Local Ingredients: Your Own Personal Hominy

You totally want this. For real.
You totally want this. For real.

Let’s talk about hominy, y’all.

My past perception of this humble little nugget was simple: a little trashy, a little low-rent, a little flavorless.

In short, I was a total douche about this particular ingredient.

Why?

Who knows?

As a quote from a long-forgotten character in a novel whose name I also forget said, “Sometimes it bees that way.”

But I digress. Point is, I was a snob about this humble little kernel of corn for no good reason.

That perception changed with a recent birthday dinner for my particular friend at Woodberry Kitchen.

My particular friend is a vegetarian who has been flirting with the idea of fish for quite some time. Although both of us believe that vegetarians can get plenty of plant-based protein, thankyouverymuch, there comes a time when it is simply easier to get animal-based protein (like, say, eating out).

Plus, fish is DELICIOUS.

So he figured that he would give fish another go at Woodberry, which, if I am being honest (as I always try to be), is potentially the best place to try anything new for the first time because Spike Gjerde and his brigade is the bees’ knees and you know whatever you order is going to be delicious.

So my particular friend ordered seared Maryland rockfish on a bed of hominy (among other things) and OH MY GOD.

Seriously.

That shit was good.
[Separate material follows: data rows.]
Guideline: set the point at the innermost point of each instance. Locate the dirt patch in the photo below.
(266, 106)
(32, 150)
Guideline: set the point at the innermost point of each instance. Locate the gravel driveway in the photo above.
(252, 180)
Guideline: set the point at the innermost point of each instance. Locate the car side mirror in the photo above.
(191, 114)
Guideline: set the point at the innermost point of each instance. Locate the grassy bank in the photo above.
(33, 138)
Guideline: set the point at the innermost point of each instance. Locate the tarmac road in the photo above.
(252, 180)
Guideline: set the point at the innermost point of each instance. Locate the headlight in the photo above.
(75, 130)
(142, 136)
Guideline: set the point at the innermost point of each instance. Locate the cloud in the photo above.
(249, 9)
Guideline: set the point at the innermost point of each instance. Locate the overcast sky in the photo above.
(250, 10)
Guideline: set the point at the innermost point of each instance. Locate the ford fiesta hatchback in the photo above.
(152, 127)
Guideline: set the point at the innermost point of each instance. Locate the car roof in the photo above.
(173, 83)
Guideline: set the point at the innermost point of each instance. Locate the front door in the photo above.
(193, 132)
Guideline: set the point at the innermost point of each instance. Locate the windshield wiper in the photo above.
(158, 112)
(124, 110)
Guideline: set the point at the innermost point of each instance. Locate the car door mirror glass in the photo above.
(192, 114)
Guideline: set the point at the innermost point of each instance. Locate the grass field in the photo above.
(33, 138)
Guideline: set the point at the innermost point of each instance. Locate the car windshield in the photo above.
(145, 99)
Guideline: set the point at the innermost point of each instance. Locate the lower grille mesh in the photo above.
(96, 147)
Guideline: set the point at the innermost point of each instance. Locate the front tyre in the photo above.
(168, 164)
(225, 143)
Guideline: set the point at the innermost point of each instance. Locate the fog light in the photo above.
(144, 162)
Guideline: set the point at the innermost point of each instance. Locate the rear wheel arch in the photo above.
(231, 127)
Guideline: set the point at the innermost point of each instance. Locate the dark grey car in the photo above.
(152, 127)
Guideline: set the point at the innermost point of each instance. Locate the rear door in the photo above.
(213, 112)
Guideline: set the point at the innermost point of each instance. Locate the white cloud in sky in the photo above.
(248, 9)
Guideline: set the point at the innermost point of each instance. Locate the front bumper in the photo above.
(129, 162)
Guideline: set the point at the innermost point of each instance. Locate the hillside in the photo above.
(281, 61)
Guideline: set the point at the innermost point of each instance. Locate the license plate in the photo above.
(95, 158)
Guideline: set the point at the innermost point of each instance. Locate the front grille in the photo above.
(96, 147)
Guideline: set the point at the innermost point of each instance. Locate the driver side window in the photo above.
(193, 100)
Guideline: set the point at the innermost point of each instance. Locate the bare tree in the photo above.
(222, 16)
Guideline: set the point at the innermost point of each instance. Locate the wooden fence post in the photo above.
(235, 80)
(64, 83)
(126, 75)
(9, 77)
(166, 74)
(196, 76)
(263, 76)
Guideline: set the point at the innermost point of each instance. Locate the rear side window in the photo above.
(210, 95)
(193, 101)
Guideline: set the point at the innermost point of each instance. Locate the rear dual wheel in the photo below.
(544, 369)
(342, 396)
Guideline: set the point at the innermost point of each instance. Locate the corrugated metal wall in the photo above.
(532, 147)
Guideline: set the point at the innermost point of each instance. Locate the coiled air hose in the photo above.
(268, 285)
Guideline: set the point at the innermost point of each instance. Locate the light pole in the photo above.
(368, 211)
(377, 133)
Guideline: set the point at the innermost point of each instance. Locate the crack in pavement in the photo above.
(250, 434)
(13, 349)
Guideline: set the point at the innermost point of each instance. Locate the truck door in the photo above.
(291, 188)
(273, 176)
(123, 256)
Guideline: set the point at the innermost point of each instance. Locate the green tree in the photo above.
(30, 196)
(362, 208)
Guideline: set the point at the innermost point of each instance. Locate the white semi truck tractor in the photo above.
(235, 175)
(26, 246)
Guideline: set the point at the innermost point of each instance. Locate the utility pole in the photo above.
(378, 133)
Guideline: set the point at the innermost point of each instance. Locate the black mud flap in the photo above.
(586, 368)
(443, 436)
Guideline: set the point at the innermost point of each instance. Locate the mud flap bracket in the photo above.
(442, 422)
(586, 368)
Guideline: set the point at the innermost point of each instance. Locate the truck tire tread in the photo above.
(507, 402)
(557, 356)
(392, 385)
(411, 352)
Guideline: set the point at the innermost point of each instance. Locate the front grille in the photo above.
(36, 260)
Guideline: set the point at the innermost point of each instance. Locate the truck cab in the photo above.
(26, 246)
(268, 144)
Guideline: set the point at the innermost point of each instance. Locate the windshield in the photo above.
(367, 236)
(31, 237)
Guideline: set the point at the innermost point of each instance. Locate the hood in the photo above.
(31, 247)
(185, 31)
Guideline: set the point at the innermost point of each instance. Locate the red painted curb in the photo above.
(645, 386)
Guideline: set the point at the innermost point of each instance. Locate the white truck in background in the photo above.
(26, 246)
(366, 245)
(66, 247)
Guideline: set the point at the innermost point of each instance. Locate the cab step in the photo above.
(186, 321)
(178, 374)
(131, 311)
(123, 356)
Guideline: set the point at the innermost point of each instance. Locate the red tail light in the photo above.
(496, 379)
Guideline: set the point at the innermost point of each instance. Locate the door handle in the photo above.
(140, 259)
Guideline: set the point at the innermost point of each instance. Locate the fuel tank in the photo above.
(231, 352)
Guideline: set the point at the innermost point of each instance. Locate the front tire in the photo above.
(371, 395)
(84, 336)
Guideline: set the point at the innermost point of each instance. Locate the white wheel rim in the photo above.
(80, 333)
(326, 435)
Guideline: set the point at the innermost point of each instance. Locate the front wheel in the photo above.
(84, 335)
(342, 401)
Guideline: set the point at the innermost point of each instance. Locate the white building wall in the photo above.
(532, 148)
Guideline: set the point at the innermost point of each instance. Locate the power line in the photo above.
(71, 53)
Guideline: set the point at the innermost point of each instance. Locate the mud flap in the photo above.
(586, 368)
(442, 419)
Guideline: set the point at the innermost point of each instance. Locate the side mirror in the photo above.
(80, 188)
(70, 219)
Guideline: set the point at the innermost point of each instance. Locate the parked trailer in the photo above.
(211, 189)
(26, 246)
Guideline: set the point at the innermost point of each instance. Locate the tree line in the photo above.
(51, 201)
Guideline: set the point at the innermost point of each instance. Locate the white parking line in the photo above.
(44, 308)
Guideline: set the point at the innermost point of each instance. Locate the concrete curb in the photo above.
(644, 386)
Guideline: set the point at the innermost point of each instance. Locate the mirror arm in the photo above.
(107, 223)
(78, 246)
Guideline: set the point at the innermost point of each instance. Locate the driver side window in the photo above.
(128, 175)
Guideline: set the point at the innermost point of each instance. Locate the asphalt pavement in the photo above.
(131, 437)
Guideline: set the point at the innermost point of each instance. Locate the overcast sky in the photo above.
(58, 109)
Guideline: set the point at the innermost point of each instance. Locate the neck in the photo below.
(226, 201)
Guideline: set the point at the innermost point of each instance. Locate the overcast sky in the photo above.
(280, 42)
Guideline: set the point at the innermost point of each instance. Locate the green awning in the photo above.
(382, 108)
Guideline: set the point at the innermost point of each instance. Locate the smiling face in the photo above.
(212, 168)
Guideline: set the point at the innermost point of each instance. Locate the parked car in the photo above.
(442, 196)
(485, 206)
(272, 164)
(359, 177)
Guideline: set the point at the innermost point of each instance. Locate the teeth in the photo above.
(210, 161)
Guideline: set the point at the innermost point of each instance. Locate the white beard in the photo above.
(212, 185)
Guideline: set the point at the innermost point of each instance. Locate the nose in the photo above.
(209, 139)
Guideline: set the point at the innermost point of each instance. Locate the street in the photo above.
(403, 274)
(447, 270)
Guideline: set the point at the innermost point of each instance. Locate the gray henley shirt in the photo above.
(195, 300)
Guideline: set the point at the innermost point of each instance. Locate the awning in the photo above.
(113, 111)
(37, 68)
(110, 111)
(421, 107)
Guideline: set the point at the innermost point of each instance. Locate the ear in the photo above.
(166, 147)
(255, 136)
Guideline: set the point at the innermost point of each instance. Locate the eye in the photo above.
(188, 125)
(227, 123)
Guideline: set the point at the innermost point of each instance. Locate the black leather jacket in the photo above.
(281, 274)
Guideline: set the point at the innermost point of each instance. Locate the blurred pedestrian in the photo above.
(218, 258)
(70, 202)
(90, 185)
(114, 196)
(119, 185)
Like, plate-mopping-with-homemade-bread-good. Eat-real-slow-to-make-it-last good.

Since that dinner I have become mildly obsessed with hominy. The word itself has been bumping around in my brain and, no lie, I had dreams about it once last week. I gave in and did some research then headed to the kitchen.

Hominy is basically corn that has had a good, long soak in a bath of something lime-y. In some applications, that bath is lye, which is tremendously terrible for you to actually eat and which this blog can absolutely not get behind. Lutefisk be damned – lye is not what you should be putting in your body.

In other cases, that bath is some mixture of wood ash and lime. Still sounds pretty scary. I like local, and since dried hominy was not available IMMEDIATELY (which is when I like things to be available), I picked up a can of Manning’s Hominy from the local Giant. Since nobody really knows what hominy is (except for Spike Gjerde, bless his heart), I wandered up and down the aisles until I reached that thin sliver of overlap that is “soul food” and “Hispanic food” in Giant.

It’s a thin sliver, but it exists. I should have taken a picture.

Manning’s Hominy has a Baltimore history and remains local to this day. It also happens to be the name of the road we used to live on in Georgia. #Destiny

Plus, bonus: it is steam-peeled and no additives (like lye) are included.

So I accidentally picked up this can of local hominy because truthfully it was the first one I saw in that little sliver of an aisle, and I just wanted to get my mitts on some of it to see what was what.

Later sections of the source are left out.